A new World Bank report paints a grim picture of the short-term economic outlook for poor nations. Simultaneous downturns in the US, Europe and Japan will result in developing country growth falling to 2.9 percent in 2001, only just over half the level recorded the year before. Latin America, East Asia, and Sub-Saharan Africa are being particularly hard hit. Nonetheless, if industrial countries begin to recover by mid-2002, growth in developing countries should pick-up again in 2002.

These sober conclusions are contained in 'Global Economic Prospects and the Developing Countries 2002: Making Trade Work for the World's Poor', the World Bank's yearly report on prospects for developing countries.

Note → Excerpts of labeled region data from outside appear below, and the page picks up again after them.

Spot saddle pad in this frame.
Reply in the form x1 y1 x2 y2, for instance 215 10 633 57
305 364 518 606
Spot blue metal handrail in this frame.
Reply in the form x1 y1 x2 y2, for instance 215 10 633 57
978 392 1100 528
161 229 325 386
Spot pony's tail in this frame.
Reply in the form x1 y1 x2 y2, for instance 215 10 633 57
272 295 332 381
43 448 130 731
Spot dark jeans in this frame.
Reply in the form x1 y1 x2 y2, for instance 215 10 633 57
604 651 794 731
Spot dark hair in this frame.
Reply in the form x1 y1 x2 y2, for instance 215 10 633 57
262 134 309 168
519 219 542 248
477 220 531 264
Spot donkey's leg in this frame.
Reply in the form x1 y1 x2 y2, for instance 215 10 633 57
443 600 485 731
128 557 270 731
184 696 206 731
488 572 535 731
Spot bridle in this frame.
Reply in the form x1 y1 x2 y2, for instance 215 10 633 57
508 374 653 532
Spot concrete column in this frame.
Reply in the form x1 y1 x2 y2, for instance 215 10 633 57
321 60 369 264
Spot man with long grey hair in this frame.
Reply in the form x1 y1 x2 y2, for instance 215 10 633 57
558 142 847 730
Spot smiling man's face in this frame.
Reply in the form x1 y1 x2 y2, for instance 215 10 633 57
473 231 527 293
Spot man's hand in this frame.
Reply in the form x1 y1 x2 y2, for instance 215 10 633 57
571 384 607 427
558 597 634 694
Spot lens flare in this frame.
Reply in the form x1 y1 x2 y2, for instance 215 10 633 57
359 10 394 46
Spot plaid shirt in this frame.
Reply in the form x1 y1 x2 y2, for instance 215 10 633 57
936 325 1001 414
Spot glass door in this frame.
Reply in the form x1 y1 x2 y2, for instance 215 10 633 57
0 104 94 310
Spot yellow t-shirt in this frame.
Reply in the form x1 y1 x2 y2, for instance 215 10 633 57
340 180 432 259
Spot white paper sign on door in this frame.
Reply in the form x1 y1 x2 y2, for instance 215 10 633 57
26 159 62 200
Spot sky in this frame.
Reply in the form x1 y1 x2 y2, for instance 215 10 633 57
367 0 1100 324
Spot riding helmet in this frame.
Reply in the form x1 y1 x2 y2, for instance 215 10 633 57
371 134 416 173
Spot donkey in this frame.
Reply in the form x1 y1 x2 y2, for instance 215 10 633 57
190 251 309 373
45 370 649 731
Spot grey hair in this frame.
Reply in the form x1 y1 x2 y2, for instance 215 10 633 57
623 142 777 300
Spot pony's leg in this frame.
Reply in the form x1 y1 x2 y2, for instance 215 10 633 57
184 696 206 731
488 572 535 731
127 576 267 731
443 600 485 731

On top of the slowdown have come the terrorist attacks whose knock-on effects are expected to a widespread depressive influence on economic prospects almost everywhere.

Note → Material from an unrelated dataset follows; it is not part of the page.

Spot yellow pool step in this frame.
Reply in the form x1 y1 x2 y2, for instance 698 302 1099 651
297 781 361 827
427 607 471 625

However, removing barriers to trade, the topic of current WTO meetings in Doha, could boost the long-term prospects of developing countries significantly, the report suggests. Reshaping the world's trade system and reducing barriers to trade could accelerate medium-term growth and reduce poverty around the world, it concludes.

Expanding trade could well increase annual GDP growth by an additional 0.5 percent over the long run. By 2015 this could lift an additional 300 million people out of poverty over and above the 600 million who should be helped on current growth rates. Developing countries stand to gain an estimated $1.5 trillion of additional income in the 10 years after liberalisation policies are begun while developed countries would see their incomes rise by some $1.3 trillion, the Bank says.

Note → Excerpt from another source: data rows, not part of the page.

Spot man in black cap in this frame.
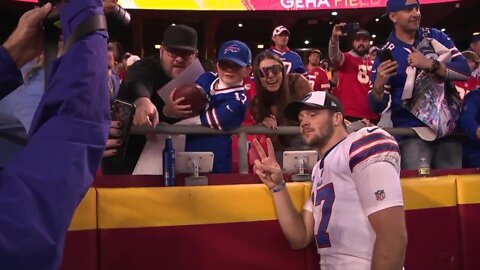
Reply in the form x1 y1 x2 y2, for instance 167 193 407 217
254 91 407 270
470 33 480 79
328 23 380 123
103 25 198 174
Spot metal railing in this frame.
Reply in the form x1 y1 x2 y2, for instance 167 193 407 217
130 125 424 174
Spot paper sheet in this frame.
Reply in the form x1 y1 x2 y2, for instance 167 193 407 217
133 59 205 175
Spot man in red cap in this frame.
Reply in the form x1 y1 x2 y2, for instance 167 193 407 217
267 25 307 74
328 23 380 123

"To make this happen, the developed countries have to be willing to put agriculture and textiles on the negotiating table because those are the products that the world's poor produce," says Uri Dadush, Director of the World Bank's Economic Policy and Prospects Group. "A round that brings down barriers in agriculture, advances the timetable on textiles, and agrees to curtail antidumping at the same time as it takes up the concerns of the industrialised countries, has the potential for being a true 'Development Round.'"

Trade matters more in today's integrated world than ever before, argues Richard Newfarmer, principal author of the report. "The terrorist attacks put a huge drag on the already sputtering engines of the global economy. What makes this situation unusually risky is that this is the first time since 1982 that the US, Europe, and Japan have all turned down at the same time. As a result, growth in trade in 2001 has undergone one of the severest decelerations in modern times - from 13 per cent in 2000 to perhaps 1 per cent in 2001. Developing countries are confronting a 10 percentage point drop in the growth of demand for their exports, seriously undermining their growth this year. On the upside, the volume of world export growth is expected to pick up to 7.2 per cent over 2002-3."

The report proposes a four-part policy agenda to reshape global trade architecture to promote development: launching a Development Round in the WTO, promoting global co-operation to expand trade outside the WTO, encouraging new policies in high income countries to provide assistance that will expand trade, and advocating for trade reforms within developing countries to accelerate development.